Différents travaux de prospective de l’ADEME montrent qu’il serait possible de concilier une politique de
sobriété foncière ambitieuse permettant l’atteinte du ZAN en 2050 avec le maintien d’une croissance
économique en France en 2050 (Scénarii de Transition(s) 2050). En particulier, dans une approche purement
comptable, réindustrialiser en France semble possible sans nécessairement artificialiser massivement de
nouveaux espaces si on parvient notamment à profiter du potentiel de recyclage des friches et à accélérer
massivement leur mobilisation (au maximum 30 % de la surface de friches pourraient satisfaire l’ambition d’un
PIB industriel porté à 15 %. Source : Etude SCET, 2023).
La stratégie pour atteindre le ZAN à 2050 repose sur deux leviers indispensables que sont la sobriété foncière
et la renaturation.
La renaturation constitue l’un des leviers pour atteindre le ZAN en 2050. Cependant, la restauration d’un sol
fonctionnel peut prendre des centaines, voire des milliers d’années et ne peut enrayer la destruction irréversible
de certains sols. C’est la raison pour laquelle il convient avant tout d’éviter de détruire les sols et de les préserver.
Ainsi, la sobriété foncière est la condition sine qua non pour atteindre les objectifs de ZAN et de préservation
des sols. D’après les scénarios Transitions 2050, l’ADEME estime qu’il faudrait diviser par 10 le rythme
d’artificialisation actuel d’ici 2050 et que la renaturation pourrait uniquement permettre de compenser
l’artificialisation résiduelle.
Une politique de sobriété foncière, en plus de favoriser le maintien des services écosystémiques rendus par les
sols, présente de nombreuses externalités positives pour les citoyens. Elle contribue au maintien de la
souveraineté alimentaire, à la qualité urbaine et au recyclage urbain, à la requalification des friches, à une
proximité aux services et à l’emploi et encourage la mobilité active, etc.

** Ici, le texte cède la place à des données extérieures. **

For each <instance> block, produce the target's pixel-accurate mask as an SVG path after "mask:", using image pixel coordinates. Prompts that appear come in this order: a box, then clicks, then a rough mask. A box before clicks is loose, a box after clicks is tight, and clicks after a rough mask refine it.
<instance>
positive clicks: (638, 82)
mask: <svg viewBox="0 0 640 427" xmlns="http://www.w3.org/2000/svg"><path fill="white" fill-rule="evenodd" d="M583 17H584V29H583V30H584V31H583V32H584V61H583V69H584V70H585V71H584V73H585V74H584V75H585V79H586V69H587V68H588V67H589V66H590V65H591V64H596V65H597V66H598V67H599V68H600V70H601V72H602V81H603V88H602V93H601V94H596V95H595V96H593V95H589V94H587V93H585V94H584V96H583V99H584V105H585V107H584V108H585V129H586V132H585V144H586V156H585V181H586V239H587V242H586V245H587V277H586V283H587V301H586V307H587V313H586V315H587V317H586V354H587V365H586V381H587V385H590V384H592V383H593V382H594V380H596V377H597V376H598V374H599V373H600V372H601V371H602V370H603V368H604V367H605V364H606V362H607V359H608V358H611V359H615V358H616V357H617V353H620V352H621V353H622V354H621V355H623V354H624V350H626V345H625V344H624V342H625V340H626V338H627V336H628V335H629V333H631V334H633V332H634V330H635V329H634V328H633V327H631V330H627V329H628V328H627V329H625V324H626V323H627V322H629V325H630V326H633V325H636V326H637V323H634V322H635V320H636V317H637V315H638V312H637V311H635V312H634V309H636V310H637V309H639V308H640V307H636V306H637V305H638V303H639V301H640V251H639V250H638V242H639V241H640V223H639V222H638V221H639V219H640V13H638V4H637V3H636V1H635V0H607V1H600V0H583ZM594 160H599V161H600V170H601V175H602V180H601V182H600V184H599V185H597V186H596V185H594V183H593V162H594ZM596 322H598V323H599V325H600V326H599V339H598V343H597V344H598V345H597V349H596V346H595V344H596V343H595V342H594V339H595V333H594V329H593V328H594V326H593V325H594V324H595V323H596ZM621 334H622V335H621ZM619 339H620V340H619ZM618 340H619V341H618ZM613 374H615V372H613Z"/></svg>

Concilier la loi ZAN (zéro artificialisation) qui repose sur la sobriété foncière, engendre mécaniquement une hausse de prix liée au fait que ce qui est rare est cher , le ZAN s’avère être un exercice incompatible avec le mécanisme induit par la ZAD (zone d’aménagement différé) afin de permettre à l’EPFL d’acquérir au plus bas prix… C’est la fin programmée des ZAD, ZAC qui sont incompatibles avec l’introduction de la loi climat et résilience qui est certainement plus efficace pour réduire la consommation d’espaces naturels achetés à bas prix.